Joseph Conrad - Amy Foster
Joseph Conrad
Amy Foster
Anno di pubblicazione: 2012
FORMATI DISPONIBILI
Amy Foster
Voti: 5, Media: 5.00
CENNI BIOGRAFICI
LA TRAMA

Joseph Conrad, pseudonimo anglicizzato di Teodor Józef Konrad Korzeniowski, nasce a Berdičev, in Ucraina, nel 1857, da famiglia polacca di antica nobiltà terriera.

Rimasto presto orfano sia di madre che di padre, viene affidato alla tutela di uno zio e compie gli studi secondari a Cracovia. Nel 1874, spinto da un’irresistibile vocazione, ma anche per sottrarsi all’arruolamento nell’esercito zarista, parte per Marsiglia, dove si imbarca come marinaio. Nel 1878 passa alla marina mercantile inglese, nella quale raggiunge la qualifica di capitano di lungo corso.

Per quasi vent’anni compie lunghissimi viaggi per mare, soprattutto nell’arcipelago malese e in Africa. Nel 1896 lascia la marina e si dedica a tempo pieno all’attività letteraria, riscuotendo un buon successo di pubblico e di critica. Muore a Bishopsbourne, presso Canterbury, nel 1924.

Cosa avrà provato il ventunenne Teodor Józef Konrad Korzeniowski, discendente da una famiglia di antica nobiltà terriera polacca fieramente avversa al dominio russo, quando nel 1878 decise di mettersi al soldo come semplice marinaio della marina mercantile britannica? Beh, forse ha tentato di dircelo in Amy Foster, il racconto qui presentato, datato 1901.

Qui è un giovane naufrago, Yanko, unico superstite della nave su cui viaggiava come misero emigrante alla volta dell’America, che approda molto fortunosamente sulla costa di una sconosciuta cittadina inglese, che per lui potrebbe essere un qualsiasi posto del mondo. Conrad ha avuto un destino ben diverso, ma è difficile non cogliere qualche tratto autobiografico nella vicenda, soprattutto nello spaesamento del protagonista a fronte di una incomunicabilità linguistica che inquina tutto, dalle relazioni sociali agli affetti, dalle speranze di integrazione alla semplice manifestazione di un disagio, o di una gioia.

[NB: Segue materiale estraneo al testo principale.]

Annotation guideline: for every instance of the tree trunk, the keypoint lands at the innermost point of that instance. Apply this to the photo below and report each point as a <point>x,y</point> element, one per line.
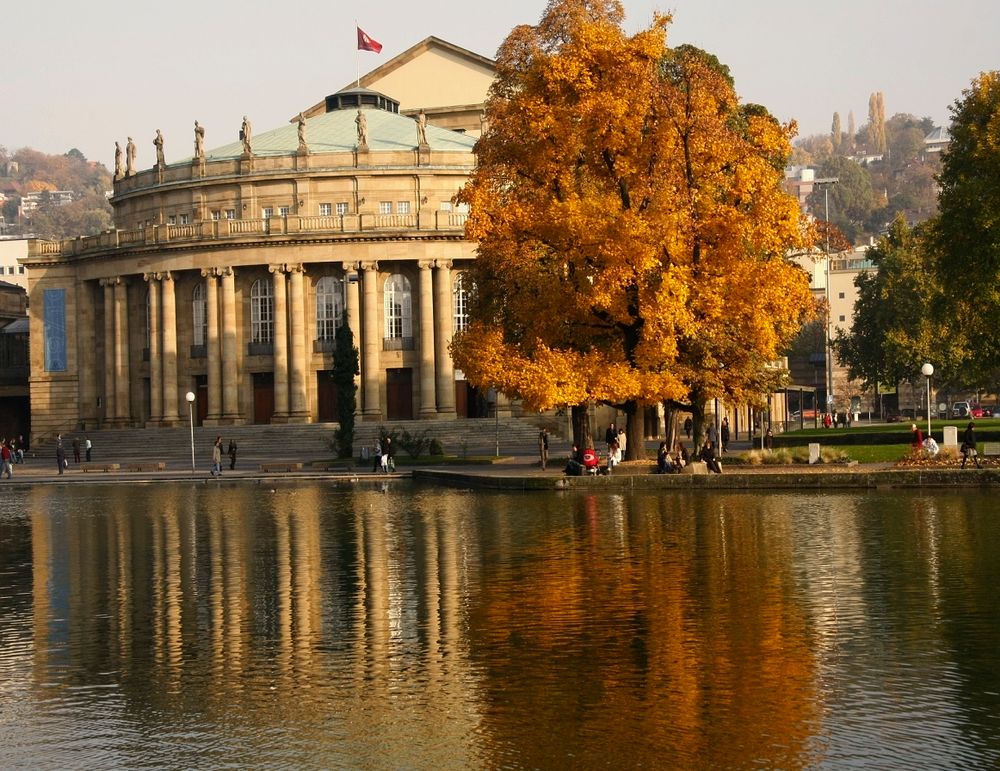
<point>582,433</point>
<point>635,430</point>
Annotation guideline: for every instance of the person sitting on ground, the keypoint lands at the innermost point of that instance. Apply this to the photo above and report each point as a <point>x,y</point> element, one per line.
<point>710,457</point>
<point>574,464</point>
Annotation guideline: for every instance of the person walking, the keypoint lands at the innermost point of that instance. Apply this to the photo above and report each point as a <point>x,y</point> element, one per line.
<point>6,460</point>
<point>969,445</point>
<point>217,457</point>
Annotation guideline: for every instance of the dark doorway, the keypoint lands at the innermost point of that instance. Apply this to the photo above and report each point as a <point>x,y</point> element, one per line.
<point>399,394</point>
<point>201,399</point>
<point>263,397</point>
<point>326,396</point>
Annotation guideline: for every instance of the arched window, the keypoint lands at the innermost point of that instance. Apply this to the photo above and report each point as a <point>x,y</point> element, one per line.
<point>261,311</point>
<point>329,307</point>
<point>460,302</point>
<point>199,318</point>
<point>398,308</point>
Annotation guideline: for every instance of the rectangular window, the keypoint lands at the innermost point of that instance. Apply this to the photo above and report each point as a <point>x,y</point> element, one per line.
<point>54,331</point>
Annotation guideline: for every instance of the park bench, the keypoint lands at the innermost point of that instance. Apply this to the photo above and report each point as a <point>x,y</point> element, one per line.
<point>147,466</point>
<point>85,467</point>
<point>268,468</point>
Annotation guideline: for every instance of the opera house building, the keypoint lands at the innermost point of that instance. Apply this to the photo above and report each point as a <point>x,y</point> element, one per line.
<point>228,273</point>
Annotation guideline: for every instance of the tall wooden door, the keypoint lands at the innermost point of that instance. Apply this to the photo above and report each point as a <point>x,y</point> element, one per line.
<point>399,394</point>
<point>263,397</point>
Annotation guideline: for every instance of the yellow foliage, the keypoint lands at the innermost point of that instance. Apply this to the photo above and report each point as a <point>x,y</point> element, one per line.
<point>630,220</point>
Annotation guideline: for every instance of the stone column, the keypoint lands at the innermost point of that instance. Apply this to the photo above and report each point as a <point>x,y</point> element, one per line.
<point>280,345</point>
<point>230,341</point>
<point>370,346</point>
<point>428,403</point>
<point>444,323</point>
<point>297,401</point>
<point>212,347</point>
<point>123,402</point>
<point>352,304</point>
<point>86,353</point>
<point>171,415</point>
<point>110,346</point>
<point>155,359</point>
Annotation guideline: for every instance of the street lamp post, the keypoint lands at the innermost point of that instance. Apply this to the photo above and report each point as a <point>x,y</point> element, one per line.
<point>928,370</point>
<point>190,397</point>
<point>826,182</point>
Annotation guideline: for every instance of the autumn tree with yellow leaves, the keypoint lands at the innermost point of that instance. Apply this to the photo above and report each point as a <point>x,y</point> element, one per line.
<point>630,222</point>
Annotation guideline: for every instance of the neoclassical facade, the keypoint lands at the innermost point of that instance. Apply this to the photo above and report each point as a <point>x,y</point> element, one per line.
<point>228,274</point>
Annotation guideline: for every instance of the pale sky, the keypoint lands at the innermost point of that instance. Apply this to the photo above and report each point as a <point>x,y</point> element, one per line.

Yanko è un Conrad senza cultura e senza il dono della scrittura, che sperimenta sulla sua pelle allo stato nascente, privo delle mediazioni che invece lo scrittore ha potuto mettere in atto, la ferocia ottusa che le piccole comunità chiuse esercitano nei confronti del “corpo estraneo”, in una melma di sentimenti orrendi, in cui va forse cercata la vera chiave della natura umana.

 “He was different: innocent of heart, and full of good will, which nobody wanted, this castaway, that, like a man transplanted into another planet, was separated by an immense space from his past and by an immense ignorance from his future.”

“Lui era diverso: un cuore innocente e pieno di cordialità che nessuno voleva, un naufrago che, come un uomo trasportato su un altro pianeta, vedeva un immenso spazio separarlo dal suo passato e un immenso ignoto dal suo futuro.”